The better idea predates LLMs by fifty years. Saltzer and Schroeder, 1975: fail-safe defaults. Decide by permission, not exclusion, and when something goes wrong, fall back to the locked state rather than the open one. A firewall doesn’t weigh each packet on its merits; it drops everything no rule allows. Point that at your agent. Default to blocked, and let passing checks be the only thing that opens the gate. The tooling for this already exists, so the rest of this is mostly which switches to flip.
Tests are the floor — make them a required check
Before any AI judges anything, run the stuff that needs no judgement: types, tests, linters, fixtures that pin known-good output. Then do the bit most teams skip. Wire that job as a required status check on a protected branch, and take the agent’s merge rights away. A red test stops being advice at that point; the PR just can’t merge, however sure the commit message sounds.
That one step is most of the win. It’s also why DORA’s research keeps landing on the same result: AI helps teams that already have strong delivery practices and quietly hurts the ones that don’t, because it amplifies whatever was already there. GitHub built the assumption straight into its own agent — Copilot’s PRs can’t self-approve, can’t mark themselves “ready for review”, and run behind your required checks. Worth copying even if you drive a different agent.
Here’s the actual reviewer (steal it)
Some rules don’t reduce to a unit test. “This setting now controls two things.” “This contradicts what we decided last week.” That’s the work for a second model reading the diff, and it’s where most write-ups wave their hands: they tell you to add a reviewer and skip the prompt, which is the only hard part. Here’s one that’s held up against real agents. Drop your own invariants in.
You are a merge gate, not a teammate. You do not improve this pull request —
you decide whether it is allowed to merge. Assume the author is a capable agent
that may have optimised for a clean-looking diff over a correct one.
Judge the diff ONLY against the numbered invariants below. Ignore style, naming,
and anything not on the list — that is not your job, and noise gets you muted.
For each suspected violation, name the invariant, the file and line, and exactly
what breaks and when. Not "this could be risky" — say the failure.
Default to BLOCK when a change touches an invariant and you cannot prove it still
holds. A false BLOCK costs two minutes. A false PASS costs an incident.
INVARIANTS:
I1 Time-sensitive logic derives from the source of truth, never a constant.
I6 Each setting controls exactly one thing.
I10 Safety checks fail closed: on error, return the conservative result.

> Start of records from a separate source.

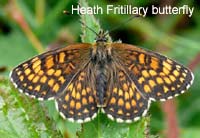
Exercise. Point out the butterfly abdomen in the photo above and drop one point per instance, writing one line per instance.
(101, 86)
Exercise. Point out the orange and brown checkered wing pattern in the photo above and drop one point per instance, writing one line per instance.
(48, 74)
(155, 76)
(126, 103)
(77, 103)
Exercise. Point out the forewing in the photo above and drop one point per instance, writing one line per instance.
(77, 103)
(126, 103)
(46, 75)
(156, 76)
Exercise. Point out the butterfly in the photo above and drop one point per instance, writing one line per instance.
(118, 79)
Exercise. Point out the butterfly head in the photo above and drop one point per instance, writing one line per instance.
(102, 36)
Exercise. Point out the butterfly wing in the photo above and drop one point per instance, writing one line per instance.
(46, 75)
(155, 76)
(126, 103)
(78, 101)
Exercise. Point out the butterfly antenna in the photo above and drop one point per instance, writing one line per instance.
(88, 27)
(82, 23)
(124, 22)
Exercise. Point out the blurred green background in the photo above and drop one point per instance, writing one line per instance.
(30, 27)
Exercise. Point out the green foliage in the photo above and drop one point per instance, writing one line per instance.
(175, 36)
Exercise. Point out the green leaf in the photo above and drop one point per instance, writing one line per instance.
(21, 116)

Return ONLY this JSON — no prose:
{
"verdict": "PASS | WARN | BLOCK",
"findings": [
{ "invariant": "<id>", "severity": "WARN | BLOCK",
"file": "<path>", "line": 0, "breaks": "what fails, and when" }
]
}
Run it against a diff and you get back something a pipeline can act on:
{
"verdict": "BLOCK",
"findings": [
{ "invariant": "I10", "severity": "BLOCK",
"file": "src/notifications/silence.ts", "line": 42,
"breaks": "On a thrown error this returns null instead of the safe state, so a failure silently re-enables what the check exists to suppress." }
]
}
Why each line is there:
- “A merge gate, not a teammate.” A reviewer that hands you nits gets muted within a week, and a muted gate isn’t a gate. Let the linter do nits.

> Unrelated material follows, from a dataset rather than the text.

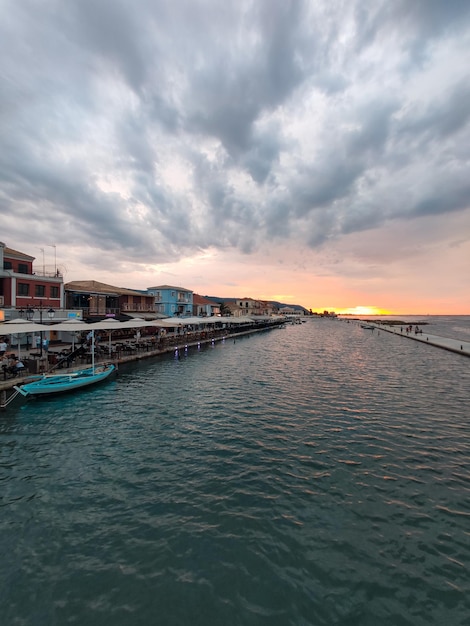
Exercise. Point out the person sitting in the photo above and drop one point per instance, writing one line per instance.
(18, 367)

- “Assume the author optimised for a clean diff.” That points it at the failure that actually happens — code that reads fine and is wrong — which is the exact spot where agents slip and humans skim.

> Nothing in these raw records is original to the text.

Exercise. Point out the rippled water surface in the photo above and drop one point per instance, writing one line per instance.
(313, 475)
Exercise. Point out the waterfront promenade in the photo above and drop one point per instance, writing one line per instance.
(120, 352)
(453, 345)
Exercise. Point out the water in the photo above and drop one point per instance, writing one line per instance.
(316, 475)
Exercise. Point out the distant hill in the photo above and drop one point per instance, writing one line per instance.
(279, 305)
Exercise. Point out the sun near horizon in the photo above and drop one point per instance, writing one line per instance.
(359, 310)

- “Only the numbered invariants.” Give it an open brief and you get an open-ended pile of false positives. The list is the leash.
- “Say what breaks and when.” No vibes. If it can’t name the failure, it doesn’t get to block.
- JSON only. You can’t gate a build on a paragraph. You gate it on
verdict.
Two things matter in practice. Run the reviewer on a different model family from the writer, because a model grading its own family’s output tends to like it, and a cross-vendor judge takes the edge off that. And brace for noise: the first independent benchmark of these tools, Martian’s, in Feb 2026, put even the best of them around 50–60%, and found that the moment a reviewer gets chatty, developers tune it out. A suggestion bot has to stay quiet to stay trusted. A gate can afford to be twitchier, as long as the unsure findings land in WARN, where a human glances at them, and only the provable ones reach BLOCK.
Make the verdict mechanical
A reviewer that says BLOCK and gets clicked past is just an opinion. Put it somewhere nobody can click past — a CI job the branch depends on:
# .github/workflows/invariant-gate.yml
name: invariant-gate
on: pull_request
jobs:
gate:
runs-on: ubuntu-latest
steps:
- uses: actions/checkout@v4
- run: npm ci && npm test && npm run typecheck && npm run lint # the floor
- name: second-model review (different vendor than the writer)
run: |
verdict=$(./scripts/review-diff.sh | jq -r .verdict)
echo "reviewer: $verdict"
[ "$verdict" = "BLOCK" ] && { echo "::error::reviewer BLOCK"; exit 1; }
exit 0
Mark invariant-gate required in branch protection and neither the agent nor a half-asleep version of you can merge around it. If your agent runs locally instead, the same check fits a Claude Code or Codex hook that exits non-zero; hooks exist to fire shell commands at moments exactly like this.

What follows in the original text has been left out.